Au départ, j’ai proposé seul en commission de l’économie du Conseil national de ne pas entrer en matière sur cette loi de pénalisation des chômeurs.

Au final, après plusieurs jours de commission, le vote révèle une fracture à droite qui permet à la position du refus de devenir majoritaire… Finalement donc 8 voix contre (POP, Verts, PS) 7 voix pour (PDC et radicaux) et 10 abstentions (UDC et radicaux).

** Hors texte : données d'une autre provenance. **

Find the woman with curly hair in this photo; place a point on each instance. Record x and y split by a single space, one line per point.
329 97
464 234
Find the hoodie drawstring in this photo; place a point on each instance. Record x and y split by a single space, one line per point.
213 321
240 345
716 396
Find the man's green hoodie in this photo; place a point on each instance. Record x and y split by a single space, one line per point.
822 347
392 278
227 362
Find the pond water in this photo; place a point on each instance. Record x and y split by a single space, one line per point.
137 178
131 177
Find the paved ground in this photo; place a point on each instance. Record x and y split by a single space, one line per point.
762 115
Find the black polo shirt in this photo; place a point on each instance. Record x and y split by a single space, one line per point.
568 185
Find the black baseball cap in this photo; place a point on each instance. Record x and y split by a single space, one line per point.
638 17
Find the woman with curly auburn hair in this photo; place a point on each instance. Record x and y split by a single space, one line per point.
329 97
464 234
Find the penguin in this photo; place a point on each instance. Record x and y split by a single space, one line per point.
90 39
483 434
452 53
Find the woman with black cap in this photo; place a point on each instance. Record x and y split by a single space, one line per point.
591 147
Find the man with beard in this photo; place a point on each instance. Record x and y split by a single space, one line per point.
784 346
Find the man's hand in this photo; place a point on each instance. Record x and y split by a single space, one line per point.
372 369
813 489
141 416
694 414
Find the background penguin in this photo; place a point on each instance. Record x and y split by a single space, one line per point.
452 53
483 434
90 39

Et du coup, je me retrouve (pour l’instant) rapporteur de majorité au Parlement, contre cette loi… Il y a parfois quelques retournements étranges.

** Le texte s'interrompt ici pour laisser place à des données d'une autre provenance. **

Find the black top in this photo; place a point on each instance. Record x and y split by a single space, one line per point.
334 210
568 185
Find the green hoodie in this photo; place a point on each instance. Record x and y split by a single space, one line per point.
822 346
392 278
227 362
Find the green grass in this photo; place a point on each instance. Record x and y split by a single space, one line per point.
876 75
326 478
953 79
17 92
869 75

Que comprendre de tout ce mic-mac ?

L’extrême-droite et la droite la plus dure (vous savez, celle qui préfère foutre les millions par la fenêtre comme avec l’informatique militaire…) veut encore plus d’économie sur le dos des chômeurs, des précaires et des jeunes. Son jeu consiste à faire pression sur le Conseil fédéral et ses partis pour qu’ils aillent plus loin dans la casse de l’assurance-chômage.

Donc pas de triomphalisme… Dès qu’ils auront réussi à s’entendre dans les coulisses, tout rentrera dans l’ordre des choses du capitalisme.

Finalement, c’est le peuple qui devra trancher, car nous serons bel et bien obligé de lancer un référendum.

La seule chose qui devrait faire réfléchir certains, c’est qu’il vaut mieux dès le début refuser d’entrée en matière, car c’est la seul position de résistance.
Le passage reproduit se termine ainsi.